People often think of success as a singular moment. It’s not.
Think of it this way. One day you get sick and tired of always being sick and tired by the way you look. You can’t stand seeing yourself in the mirror, so you decide it’s time to go to the gym.
You work out for a day or two. What happens after that? Do you see any results? Do the people around you?
If nothing changed, are you a failure? What happened?
Do a lot of people give up because after one, two, twenty workouts, there’s still no visible change? There’s no one to acknowledge their work? What if they quit, and then start over, and then quit again, and then start again… and one day, they just keep going?
If they keep working out, going to the gym, day after day after day, and then, one day, they look in the mirror and they go like, “Wow.” And all their friends and family congratulate them on what they achieved.
Is that the moment when they became successful? Or did everything before that moment lead to the moment when everyone else acknowledged their success?
I’d say they were a success from the moment they picked up their first weight or stepped for the first time on the treadmill. And they were a success during their second workout, their third…
They were a success when they failed to go to the gym, or when they failed to go on that run, or when they quit working out for a month or two…
Failure and success are not opposites. And success is not the about achieving a goal, obtaining something, or being admire by people. Being successful means enjoying a process that you know will help shape the person you want to be.
And you know what’s the funny part about all this?
That failure is an integral part of it all.
Without failure, there’s no success. There’s no reason to succeed.
The average person quits smoking anywhere between 6 to 30 times before finally giving up. Imagine that they do give up. On their eighth attempt. When did they fail? When did they succeed? Could they have managed to give up entirely on smoking were it not for the failed attempts and what those attempts taught them?
So, how would I define success, so it does not make us anxious when it does not happen overnight?
Success is the process of doing what you know is right, whether you feel like it or not, whether people approve or not, and doing it over and over again, despite obstacles or setbacks.
Failure is inevitable
“The master has failed more times than the beginner has even tried.”Stephen McCranie
Failure is uncomfortable. Awkward. Painful, even. But the only way you can become better is not by getting things right from the first try, but by failing over and over again until you get it right.
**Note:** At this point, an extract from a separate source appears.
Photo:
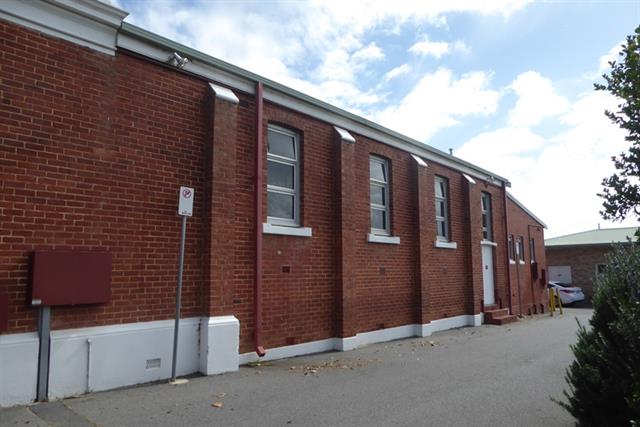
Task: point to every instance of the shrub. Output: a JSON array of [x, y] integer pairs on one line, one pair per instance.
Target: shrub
[[604, 378]]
Nothing worth doing is easy, so accept the fact that you will inevitably fail.
Failure is our main source of progress and learning.
Use failure to your advantage
This might not come as a surprise to you, but the first thing you have to do is to figure out what went wrong and why. Be honest with yourself. Assume responsibility. If you try to talk yourself out of your failure by blaming other people or just giving up on what you want to do, that’s when you become a failure, and there’s nothing to save you from that.
Using your failures to your advantage
Not only are failures a way to improve yourself, but also a great way to figure out what’s important for you.
If you cannot overcome failure, then perhaps you do not want it bad enough.
We all fall in love with the idea of success in one field or another. But the truth is that we’re not always willing to pay the price.
In order to learn from your failures, you have to ask yourself some important, yet tough questions:
- What did I do wrong?
Focus on what happened, how it happened, not on the emotions you’ve attached to the event. Remember: you are not a failure. You have just failed. And failure is a stepping stone to success.
- What would I have done better?
Draw a clear distinction between what is and what isn’t in your control. You can’t improve upon what you can’t control. Sometimes things don’t work out because of external factors. There’s no reason for me to blame myself for the current economic situation because of the coronavirus pandemic.
- What do I have to do to improve? The obstacle is the way, true, but you have to see a way around it, a way to use it to your advantage. You need to figure out how this failure helps you: what lessons have you learned, what are the optimal steps towards success, what exactly needs to be done to avoid repeating the same mistake over and over again.
When you think about these questions long and hard, you will come up with new insights about yourself, the person you are, and the person you want to be in the future.
The trick when it comes to failure is to let go of all emotion, while also reframing it for what it is: an opportunity to grow.